In the decision as made in the supreme court, it was not found necessary to rule upon the attempted defenses based upon the arbitrary character of the assessment, nor
the fact that it was in excess of the cash value of the property. The conclusion which we have reached renders it unnecessary for us to pass upon the findings in this respect, which, notwithstanding the decision in the court below, are placed in the special findings upon which the case is sent here.
Nor de we need to pass upon the alleged violation of the equality protection of the Constitution in the finding that other patented mining claims in Cochise County at the time of the assessment in 1901 were assessed as a rule at the uniform rate of $5 per acre.

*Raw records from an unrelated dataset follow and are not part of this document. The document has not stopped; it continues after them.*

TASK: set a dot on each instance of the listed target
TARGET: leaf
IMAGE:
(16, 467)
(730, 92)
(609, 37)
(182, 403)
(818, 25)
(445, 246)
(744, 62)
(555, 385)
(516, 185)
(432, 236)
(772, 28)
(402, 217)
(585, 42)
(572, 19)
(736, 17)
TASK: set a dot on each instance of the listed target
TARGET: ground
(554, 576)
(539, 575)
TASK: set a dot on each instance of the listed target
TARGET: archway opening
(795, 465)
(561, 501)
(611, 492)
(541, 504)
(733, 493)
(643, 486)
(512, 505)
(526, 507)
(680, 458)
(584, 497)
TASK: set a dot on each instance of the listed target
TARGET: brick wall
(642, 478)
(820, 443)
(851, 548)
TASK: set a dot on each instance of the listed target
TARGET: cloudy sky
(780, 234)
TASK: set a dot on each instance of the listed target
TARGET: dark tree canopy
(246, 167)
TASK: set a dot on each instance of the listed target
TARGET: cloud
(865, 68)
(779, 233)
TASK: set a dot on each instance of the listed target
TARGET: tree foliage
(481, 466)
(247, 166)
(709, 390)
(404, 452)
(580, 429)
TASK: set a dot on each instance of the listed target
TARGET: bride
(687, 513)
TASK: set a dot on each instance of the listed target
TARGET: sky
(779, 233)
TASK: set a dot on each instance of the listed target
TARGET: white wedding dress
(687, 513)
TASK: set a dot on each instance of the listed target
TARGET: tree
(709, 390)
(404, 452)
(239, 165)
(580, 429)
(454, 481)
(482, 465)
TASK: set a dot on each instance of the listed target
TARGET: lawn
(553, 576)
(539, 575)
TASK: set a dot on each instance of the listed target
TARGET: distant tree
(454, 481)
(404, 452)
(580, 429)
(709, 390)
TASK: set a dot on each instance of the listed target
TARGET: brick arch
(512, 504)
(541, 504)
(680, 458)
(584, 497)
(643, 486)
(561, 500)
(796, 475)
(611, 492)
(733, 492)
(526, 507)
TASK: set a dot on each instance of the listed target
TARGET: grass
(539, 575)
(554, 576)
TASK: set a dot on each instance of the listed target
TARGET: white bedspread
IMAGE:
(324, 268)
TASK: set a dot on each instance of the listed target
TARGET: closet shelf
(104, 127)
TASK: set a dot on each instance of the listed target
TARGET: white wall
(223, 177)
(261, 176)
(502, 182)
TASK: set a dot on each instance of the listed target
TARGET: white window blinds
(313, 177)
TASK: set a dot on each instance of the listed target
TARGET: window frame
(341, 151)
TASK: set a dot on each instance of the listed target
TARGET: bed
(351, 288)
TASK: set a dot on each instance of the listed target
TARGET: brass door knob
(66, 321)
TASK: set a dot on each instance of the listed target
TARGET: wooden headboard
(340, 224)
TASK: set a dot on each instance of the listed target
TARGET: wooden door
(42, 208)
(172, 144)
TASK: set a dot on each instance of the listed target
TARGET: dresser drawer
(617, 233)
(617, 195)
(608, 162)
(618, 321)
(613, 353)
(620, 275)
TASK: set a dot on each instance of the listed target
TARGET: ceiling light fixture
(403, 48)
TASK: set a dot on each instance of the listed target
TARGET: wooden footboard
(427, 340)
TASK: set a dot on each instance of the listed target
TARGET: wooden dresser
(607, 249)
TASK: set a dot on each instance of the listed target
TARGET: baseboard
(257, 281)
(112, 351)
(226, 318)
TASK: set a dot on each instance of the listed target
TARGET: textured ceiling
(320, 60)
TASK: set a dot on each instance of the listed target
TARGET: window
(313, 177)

Nor need we consider the ground upon which the Supreme Court of Arizona seems to have acted in part, that the assessment rolls and tax book varied from the complaint in the description of the property.
It follows that the judgment of the Supreme Court of the Territory of Arizona must be affirmed.
"The judgment, if against the defendant, shall describe the land upon which the taxes are found to be due, shall state the amount of taxes and interest found to be due upon each tract or lot, and the year or years for which the same are due, up to the rendition thereof, and shall decree that the lien of the territory be enforced, and that the real estate, or so much thereof as may be necessary to satisfy such judgment, interest and costs, be sold, and execution shall be issued thereon, which shall be executed as in other cases of judgment and execution, and said judgment shall be a first lien upon said land."
Laws of 1903, pp. 148, 153, Act No. 92, § 88.